The Saudi ruler, Crown Prince Mohammed bin Salman, had a meeting in Al Ula with Mr. Blinken and told him that the Saudis still had a clear interest in trying to end the conflict.
After his meeting with Mr. Abbas he was going to fly to the kingdom for more talks about the war. The Bahrain stop was a last-minute addition to his multiday diplomatic mission across the eastern Mediterranean and the Middle East that began last Friday. Mr. Blinken plans to meet in Cairo later in the trip with the president of Egypt, President Abdel Fattah el-Sisi.
The Status of the Middle East: A Brief Report on Mr. Blinken and the Israel-Israel Joint Operation ”October 7”
He said that to ensure that Oct. 7 can’t happen again, we have to get through this challenging moment.
“I look forward to sharing with you some of what I’ve heard from countries around the region,” he said in public remarks to Israel Katz, the foreign minister, before the start of their meeting on Tuesday morning. “I know your own efforts, over many years, to build much better connectivity and integration in the Middle East, and I think there actually are real opportunities there.”
But Mr. Blinken pressed forward on Tuesday, dangling the potential for normalized ties in an apparent effort to try to get Israel to curtail military operations in Gaza and consider a wide-reaching political solution.
The massacre of over 1,100 people in southern Israel by Hamas on October 7 made many Israelis reluctant to grant Palestinians more rights or concede to a Palestinian state.
Since the beginning of the war in Gaza, the prospects for a three way agreement among those two countries and the United States have diminished, and Arab citizens of Saudi Arabia and other parts of the world are angry at Israel.
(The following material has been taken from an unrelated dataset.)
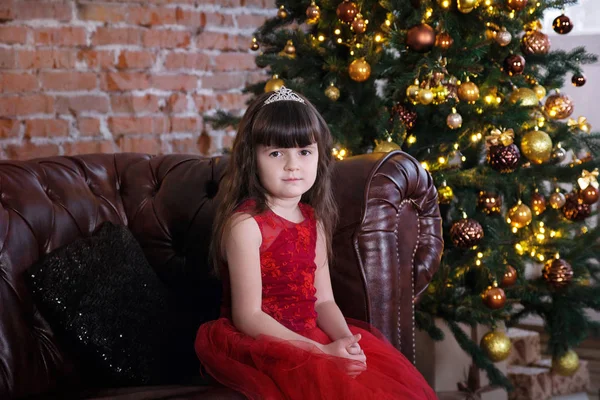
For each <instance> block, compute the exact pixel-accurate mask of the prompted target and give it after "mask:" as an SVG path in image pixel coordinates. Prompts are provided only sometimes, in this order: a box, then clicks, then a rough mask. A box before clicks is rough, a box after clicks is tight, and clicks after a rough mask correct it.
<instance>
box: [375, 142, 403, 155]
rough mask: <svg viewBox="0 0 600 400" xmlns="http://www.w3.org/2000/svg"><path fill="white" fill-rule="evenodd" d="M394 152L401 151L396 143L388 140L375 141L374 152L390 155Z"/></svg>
mask: <svg viewBox="0 0 600 400" xmlns="http://www.w3.org/2000/svg"><path fill="white" fill-rule="evenodd" d="M394 150H400V146H398V145H397V144H396V143H394V142H390V141H387V140H381V141H378V140H376V141H375V149H374V150H373V151H374V152H376V153H389V152H390V151H394Z"/></svg>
In their meeting, Mr. Abbas told Mr. Blinken that the Palestinians would not accept what he called Israeli plans to keep Gaza separate from the West Bank, according to Wafa, the Palestinian Authority’s official news agency. The agency quoted him as saying the Gaza Strip is part of the state of Palestine.
The seat of the authority in the Israeli-occupied West Bank was traveled in a convoy from Tel Aviv to Ramallah. The two men shook hands outside the authority’s headquarters and sat down for talks with their aides.